Kal Rubinson's picture

It was an immediate thought for me. ;-)

Anyone else?

AJ's picture


RH's picture

I once had the alluded-to-speakers in my home, before that company went under, and still have a pair of the egg-shaped monitors which continue to sound superb!

jond's picture

...were astonishing! Best sound of the show by far for me and the deepest, fastest, most natural sounding bass I've ever heard coming from those 18" woofers. Vu told me someone wanted to take a picture of Johnny Cash he sounded so realistic. Disclaimer I am a very satisfied Deja Vu customer though those speakers and Aldo's gear is sadly out of my personal price range. Great report Herb!

rschryer's picture

"...his TU-8600 single-ended 300B stereo amplifier kit ($1185 w/o tubes)..." Wha...? Wow.

"...and sourced by a Kazutoshi Tsukahara-designed Sparkler Audio model S503 "Spiral" CD player/transport ($1750)." Ooh. Nice.
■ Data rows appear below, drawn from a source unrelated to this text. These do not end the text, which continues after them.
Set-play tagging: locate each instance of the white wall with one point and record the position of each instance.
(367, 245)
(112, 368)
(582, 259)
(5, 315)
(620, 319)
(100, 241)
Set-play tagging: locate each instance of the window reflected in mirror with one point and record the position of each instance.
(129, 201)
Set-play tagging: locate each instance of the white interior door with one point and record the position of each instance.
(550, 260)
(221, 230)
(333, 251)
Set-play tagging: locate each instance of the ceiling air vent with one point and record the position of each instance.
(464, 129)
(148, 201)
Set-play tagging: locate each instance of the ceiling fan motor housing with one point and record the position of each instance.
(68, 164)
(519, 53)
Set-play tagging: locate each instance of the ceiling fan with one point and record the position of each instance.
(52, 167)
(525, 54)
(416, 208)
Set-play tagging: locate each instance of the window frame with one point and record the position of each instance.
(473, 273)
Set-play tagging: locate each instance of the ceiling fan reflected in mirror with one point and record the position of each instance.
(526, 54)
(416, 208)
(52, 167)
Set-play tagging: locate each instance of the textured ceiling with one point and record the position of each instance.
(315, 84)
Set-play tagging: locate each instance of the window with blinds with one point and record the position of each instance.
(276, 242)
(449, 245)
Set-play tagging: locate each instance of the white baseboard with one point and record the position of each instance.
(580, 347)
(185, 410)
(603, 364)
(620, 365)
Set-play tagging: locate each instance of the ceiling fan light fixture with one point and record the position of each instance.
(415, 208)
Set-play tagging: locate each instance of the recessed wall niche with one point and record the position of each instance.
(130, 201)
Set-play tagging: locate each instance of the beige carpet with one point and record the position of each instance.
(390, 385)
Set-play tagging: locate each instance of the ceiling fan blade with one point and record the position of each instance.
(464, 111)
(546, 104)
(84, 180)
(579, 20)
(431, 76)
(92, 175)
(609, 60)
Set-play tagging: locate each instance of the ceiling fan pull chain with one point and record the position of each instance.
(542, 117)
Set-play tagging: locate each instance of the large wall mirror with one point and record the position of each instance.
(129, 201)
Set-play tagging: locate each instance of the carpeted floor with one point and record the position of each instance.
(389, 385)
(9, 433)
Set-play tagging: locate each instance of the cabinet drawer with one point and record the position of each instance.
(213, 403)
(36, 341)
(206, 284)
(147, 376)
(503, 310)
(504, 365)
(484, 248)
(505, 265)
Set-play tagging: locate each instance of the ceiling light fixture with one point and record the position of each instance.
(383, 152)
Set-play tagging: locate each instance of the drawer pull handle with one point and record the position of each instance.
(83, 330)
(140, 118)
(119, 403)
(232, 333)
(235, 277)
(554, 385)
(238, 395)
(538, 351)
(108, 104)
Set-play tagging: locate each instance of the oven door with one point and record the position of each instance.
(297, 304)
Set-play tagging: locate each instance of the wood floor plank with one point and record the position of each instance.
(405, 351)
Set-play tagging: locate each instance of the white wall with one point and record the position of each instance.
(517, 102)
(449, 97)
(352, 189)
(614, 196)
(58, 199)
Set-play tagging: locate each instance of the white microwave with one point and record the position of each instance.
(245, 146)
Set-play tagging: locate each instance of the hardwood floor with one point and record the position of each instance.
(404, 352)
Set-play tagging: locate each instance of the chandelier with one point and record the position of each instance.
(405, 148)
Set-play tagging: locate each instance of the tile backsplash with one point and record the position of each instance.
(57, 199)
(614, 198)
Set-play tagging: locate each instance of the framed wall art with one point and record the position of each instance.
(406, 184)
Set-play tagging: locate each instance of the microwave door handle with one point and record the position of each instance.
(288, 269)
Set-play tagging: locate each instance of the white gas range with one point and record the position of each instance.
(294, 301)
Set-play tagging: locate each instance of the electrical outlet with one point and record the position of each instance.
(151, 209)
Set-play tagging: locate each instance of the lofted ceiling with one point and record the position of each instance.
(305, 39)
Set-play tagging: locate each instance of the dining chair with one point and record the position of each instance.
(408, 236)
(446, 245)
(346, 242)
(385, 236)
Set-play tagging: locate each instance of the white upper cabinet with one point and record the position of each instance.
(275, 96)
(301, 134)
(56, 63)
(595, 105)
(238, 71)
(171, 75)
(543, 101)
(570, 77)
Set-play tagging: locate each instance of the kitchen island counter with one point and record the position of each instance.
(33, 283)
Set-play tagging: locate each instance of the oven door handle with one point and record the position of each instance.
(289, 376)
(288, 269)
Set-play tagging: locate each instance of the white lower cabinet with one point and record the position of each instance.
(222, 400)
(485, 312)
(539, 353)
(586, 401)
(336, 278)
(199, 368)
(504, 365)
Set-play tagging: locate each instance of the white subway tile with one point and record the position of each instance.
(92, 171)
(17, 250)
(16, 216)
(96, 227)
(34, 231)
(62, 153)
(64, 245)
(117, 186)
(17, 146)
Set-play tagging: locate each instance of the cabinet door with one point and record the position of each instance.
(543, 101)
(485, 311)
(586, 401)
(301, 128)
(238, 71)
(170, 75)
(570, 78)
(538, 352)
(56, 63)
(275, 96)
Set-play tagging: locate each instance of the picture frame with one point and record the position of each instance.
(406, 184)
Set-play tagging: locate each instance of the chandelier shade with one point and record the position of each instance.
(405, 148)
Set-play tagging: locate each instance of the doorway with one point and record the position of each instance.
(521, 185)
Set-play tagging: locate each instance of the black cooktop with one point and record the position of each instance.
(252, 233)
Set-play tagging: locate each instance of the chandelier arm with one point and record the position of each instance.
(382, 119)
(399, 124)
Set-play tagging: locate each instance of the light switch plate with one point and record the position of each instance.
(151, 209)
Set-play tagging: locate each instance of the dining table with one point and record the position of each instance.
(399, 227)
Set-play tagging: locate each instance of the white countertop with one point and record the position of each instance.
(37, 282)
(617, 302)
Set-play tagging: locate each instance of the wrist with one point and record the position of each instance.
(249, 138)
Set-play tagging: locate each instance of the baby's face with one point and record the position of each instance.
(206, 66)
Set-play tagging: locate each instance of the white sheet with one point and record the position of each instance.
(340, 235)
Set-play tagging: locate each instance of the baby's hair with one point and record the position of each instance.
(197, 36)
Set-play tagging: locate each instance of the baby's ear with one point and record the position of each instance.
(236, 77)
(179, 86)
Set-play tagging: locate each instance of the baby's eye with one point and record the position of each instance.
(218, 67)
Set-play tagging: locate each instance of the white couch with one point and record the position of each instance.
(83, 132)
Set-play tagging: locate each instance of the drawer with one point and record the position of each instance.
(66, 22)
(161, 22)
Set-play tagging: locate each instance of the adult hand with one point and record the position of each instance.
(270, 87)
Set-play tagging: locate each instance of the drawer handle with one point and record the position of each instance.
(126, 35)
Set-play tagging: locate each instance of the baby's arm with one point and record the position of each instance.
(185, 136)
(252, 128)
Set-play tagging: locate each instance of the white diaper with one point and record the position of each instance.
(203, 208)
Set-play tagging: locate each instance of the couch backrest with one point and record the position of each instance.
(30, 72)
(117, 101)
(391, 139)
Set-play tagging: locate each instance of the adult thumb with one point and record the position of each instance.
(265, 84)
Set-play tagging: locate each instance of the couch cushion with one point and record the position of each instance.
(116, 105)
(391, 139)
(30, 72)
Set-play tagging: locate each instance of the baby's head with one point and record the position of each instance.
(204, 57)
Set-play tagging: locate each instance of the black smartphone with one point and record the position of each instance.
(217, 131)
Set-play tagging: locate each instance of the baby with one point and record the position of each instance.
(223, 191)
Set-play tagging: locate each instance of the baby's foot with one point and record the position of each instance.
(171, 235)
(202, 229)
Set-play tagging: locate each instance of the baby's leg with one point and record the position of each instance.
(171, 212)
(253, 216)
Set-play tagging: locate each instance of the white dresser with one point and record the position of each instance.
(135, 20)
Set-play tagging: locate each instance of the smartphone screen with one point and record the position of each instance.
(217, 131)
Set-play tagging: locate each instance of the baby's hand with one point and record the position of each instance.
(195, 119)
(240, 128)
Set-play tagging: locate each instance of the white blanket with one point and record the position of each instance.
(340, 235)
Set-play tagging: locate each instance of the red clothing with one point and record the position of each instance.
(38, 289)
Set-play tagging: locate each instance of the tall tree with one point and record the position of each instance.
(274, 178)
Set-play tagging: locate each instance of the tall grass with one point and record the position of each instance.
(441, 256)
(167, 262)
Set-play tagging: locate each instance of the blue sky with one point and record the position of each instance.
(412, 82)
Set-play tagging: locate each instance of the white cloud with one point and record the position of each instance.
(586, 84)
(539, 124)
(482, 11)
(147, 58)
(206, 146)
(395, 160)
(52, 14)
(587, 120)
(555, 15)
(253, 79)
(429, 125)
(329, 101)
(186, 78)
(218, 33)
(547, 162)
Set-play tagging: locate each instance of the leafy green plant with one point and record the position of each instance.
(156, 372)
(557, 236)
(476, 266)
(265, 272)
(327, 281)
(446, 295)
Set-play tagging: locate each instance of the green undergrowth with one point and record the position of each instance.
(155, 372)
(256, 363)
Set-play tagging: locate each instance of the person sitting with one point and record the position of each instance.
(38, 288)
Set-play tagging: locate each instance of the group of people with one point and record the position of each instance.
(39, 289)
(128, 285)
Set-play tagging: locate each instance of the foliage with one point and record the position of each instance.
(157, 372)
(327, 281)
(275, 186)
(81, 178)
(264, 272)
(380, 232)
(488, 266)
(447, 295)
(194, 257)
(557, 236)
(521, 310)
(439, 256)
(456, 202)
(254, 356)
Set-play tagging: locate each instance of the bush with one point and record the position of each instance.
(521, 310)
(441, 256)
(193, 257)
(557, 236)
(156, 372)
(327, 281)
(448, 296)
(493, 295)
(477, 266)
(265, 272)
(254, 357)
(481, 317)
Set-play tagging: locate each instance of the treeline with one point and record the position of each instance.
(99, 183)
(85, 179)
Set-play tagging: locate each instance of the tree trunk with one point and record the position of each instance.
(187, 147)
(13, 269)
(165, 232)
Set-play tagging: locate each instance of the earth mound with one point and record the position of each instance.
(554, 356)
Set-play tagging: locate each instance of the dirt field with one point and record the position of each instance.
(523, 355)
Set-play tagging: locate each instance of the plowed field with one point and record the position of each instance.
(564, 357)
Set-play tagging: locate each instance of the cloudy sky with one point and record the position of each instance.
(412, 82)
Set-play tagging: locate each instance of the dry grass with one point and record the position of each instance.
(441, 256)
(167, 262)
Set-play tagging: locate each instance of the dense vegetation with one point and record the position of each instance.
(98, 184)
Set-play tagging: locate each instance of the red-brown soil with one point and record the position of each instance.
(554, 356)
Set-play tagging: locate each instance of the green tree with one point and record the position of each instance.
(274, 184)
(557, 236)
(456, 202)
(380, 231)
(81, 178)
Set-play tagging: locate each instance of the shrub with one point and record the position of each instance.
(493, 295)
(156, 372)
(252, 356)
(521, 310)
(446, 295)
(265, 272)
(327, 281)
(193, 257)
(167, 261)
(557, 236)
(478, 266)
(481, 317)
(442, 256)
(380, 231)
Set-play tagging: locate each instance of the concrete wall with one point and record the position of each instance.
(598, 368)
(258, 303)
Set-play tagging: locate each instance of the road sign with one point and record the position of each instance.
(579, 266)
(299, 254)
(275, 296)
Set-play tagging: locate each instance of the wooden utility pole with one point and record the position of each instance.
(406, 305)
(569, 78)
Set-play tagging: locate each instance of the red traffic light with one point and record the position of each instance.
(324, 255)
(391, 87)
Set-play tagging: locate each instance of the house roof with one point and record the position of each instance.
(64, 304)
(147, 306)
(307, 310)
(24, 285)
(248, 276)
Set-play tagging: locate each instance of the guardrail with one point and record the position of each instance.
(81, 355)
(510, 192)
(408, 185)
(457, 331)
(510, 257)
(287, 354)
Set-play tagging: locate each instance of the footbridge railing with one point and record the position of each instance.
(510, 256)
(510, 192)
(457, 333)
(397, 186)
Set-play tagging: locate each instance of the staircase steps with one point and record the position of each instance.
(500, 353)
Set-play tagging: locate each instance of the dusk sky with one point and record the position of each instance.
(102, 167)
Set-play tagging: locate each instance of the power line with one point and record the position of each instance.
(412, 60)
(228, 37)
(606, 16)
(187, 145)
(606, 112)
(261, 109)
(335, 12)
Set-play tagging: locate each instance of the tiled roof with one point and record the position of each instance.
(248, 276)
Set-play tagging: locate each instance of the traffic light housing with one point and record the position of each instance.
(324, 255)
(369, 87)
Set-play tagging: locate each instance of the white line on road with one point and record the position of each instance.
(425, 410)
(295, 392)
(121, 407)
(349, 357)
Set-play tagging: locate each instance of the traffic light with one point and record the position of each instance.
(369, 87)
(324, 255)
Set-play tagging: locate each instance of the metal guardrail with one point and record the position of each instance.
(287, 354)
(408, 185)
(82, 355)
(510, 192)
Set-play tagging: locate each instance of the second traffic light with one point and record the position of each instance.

"Overall, this was a truly impressive Zen-type system; maybe only a subwoofer shy of greatness." How sweet is that?

hayden chris's picture

I want to start out by saying I was a custom installer for 28 plus years and have been around and installed a number of fine sounding systems. I wish that SR latest technology could have been sold as part of the install.
Capital fest had many rooms with real expensive gear and some form of miss guided acoustical placed treatment that sounded ok for what a show usually can offer . I have heard a number of these products in proper settings and it was night and day to what was offered at the show
A real deal room acoustically speaking are created by a company in California named Acoustic Fields by Dennis Foley. Dennis carries the same passion for great sound that Ted Denney of Synergistic Research aspires to achieve these results in a different way. Dennis rooms which are dedicated in there build construction from the ground up than fully tricked out with all his different panel configurations based on room templates he creates along with real time measurements and lastly his extensive knowledge of 30 years as an acoustician. They can run $300,000 plus in cost. Now that said IMO the results I heard in that ban size box room at the show without having the space built and how the SR products were able to extract the music while making the space a non entity using the UEF technology is hard to realize that this could possibly be achieved. Believe me I was extremely skeptical but I know what I heard and it was IMO a "STUNNING ACHIEVEMENT" and what I aspire to have in my home
One other important fact this reviewer misses is your UEF technology will allow me to eliminate 95% of the unsightly panels you need to implement in a common living space which can also be a costly and some what unsightly proposition depending on others who live with you in dealing with all the rooms possible problems.
Besides ones ear and a use of a mirror viewed from your primary seating showing first second reflection points real time measurements and proper diffusion bass traps etc.. most likely will need implemented. The most important aspect of using this type of treatment you really have to know what you are doing. SR technology has been IMO so well thought out with the latest UEF technology that the implementation of the product is so much simpler in achieving these stunning results of a properly treated paneled room.
I will leave you with this. My lady who is no way is a connoisseur of sound and in general says she can never hear the differences in the sound as subtle changes in my room were made I played the latest you tube videos through my headphones and every bit of what I remarked to her about in the sound transformation utilizing SR latest UEF gear she heard. IMO that really hit home with me. I am awaiting to demo SR new powercell 12 with much anticipation

mjc's picture

I’m intrigued by your reference to “Waltz For Debbie" by Diana Panton. I can’t seem to find it anywhere. I’d love to purchase. Can you point me to a source? Thank you.